Seeking a Literary Life

In trying to figure out my future, I’ve come to a crossroads – a paradox, even. I have read many books on writing, and story construction, and character, and theme, and so many levels of criticism of film and society, how it might or should or does fit into our lives. For those to try to create, there is often a personal intimacy that develops with your subject matter, to the point that pieces of the creator of a work or his/her experiences and emotions are embodied within what is created.

So many successful writers – myself not being one of them – have taken the (sometimes) noble and (sometimes) fulfilling challenge to pursue what is deemed a “literary life,” meaning, a life worth writing about. It’s common advice to common writers to “write what you know,” so changing your life to be exciting enough to fill your stories with exciting things, your imagination adding to real experience. This is a formidable task, and it seems like writing stories about not being able to write a story only works when you have the creative genius of Charlie Kaufman. And even then without enough confidence (your own or others’) in your work, and a great deal of luck, you won’t be getting a film made.

Shouldn’t everyone try to live a literary life? Not settle and take chances like the hero of our own narrative?

Yes, but it’s complicated.
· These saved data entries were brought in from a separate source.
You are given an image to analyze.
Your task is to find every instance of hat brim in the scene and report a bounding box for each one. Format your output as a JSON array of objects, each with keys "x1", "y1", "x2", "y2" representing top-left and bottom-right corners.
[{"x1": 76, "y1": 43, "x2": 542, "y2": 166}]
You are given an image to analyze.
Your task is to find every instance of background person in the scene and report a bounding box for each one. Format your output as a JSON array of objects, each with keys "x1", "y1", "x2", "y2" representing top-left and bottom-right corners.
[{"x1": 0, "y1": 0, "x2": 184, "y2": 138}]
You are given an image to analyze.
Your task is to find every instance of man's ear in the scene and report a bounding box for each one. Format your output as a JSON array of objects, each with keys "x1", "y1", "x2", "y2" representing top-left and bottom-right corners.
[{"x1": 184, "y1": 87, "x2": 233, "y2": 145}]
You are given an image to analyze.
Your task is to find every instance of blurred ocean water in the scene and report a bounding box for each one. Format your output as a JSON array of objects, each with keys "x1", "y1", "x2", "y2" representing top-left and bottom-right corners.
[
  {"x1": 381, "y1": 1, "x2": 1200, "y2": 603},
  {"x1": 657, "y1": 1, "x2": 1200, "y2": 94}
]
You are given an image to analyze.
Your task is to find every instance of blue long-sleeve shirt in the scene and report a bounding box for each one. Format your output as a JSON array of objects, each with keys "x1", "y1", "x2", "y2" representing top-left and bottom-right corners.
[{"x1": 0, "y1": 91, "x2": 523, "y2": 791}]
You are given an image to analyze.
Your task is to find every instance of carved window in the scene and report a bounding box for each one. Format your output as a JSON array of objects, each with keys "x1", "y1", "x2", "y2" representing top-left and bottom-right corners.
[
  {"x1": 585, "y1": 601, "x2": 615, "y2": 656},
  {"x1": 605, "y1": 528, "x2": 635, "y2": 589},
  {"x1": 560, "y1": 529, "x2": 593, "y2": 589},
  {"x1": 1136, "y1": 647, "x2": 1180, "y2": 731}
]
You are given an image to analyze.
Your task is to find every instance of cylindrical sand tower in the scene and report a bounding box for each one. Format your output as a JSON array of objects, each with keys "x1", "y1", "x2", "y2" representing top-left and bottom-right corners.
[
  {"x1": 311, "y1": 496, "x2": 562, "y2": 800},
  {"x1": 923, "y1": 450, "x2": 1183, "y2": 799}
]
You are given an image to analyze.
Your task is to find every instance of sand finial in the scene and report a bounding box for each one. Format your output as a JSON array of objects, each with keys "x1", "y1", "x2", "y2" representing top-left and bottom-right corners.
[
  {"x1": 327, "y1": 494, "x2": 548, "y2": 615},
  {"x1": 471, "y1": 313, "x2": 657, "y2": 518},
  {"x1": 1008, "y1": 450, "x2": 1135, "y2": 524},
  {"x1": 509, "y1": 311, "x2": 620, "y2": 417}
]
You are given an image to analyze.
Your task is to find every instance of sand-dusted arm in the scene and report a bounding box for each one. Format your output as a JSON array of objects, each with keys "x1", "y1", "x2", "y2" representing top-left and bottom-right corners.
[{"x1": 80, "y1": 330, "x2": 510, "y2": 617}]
Because even when everything boils down to personal choice to act or to not act, everyone’s situation is different, and those differences can mean drastically different outcomes for the person who thinks they can copy another writer’s path to success.

As I was perennially trying to rework a semi-autobiographical feature film idea, I realized how every new element added was somehow related to new developments in my own life. Consequently, once I fell in love 9 months ago it became incredibly hard to include a realistic, anti-romantic element with my story. Though I plodded on in an attempt to get that missing piece that would solve all of my problems and write the screenplay for me, I asked the question: maybe my attachment and desire to write this story – and my inability to do the same – has to do with the need to psychoanalyze myself from a slight distance and discover how I – or my story’s hero – was going to find fulfillment and happiness.

But was I living a literary life? No – I was standing still in the muck of my own confusion. Write characters that you can relate to, and create a life worthy of a cinematic hero. Those two things started to appear as opposites to me, especially as I learned more about what the actual life of a screenwriter is like, not to mention the inevitable changes to the industry (read: corporate philosophy and solely bottom-line driven motives) that are squeezing the opportunity for artists who don’t want to starve until the hereditarily rich and untalented bestow their praises.

So, what now? Adapt. I’ll continue to love quality films and great stories, but I’m moving in a direction that can’t involve submitting to a broken and dying system.

It involves writing my new story through action, and not behind the protection of that ingenious screenplay that I just might finish someday.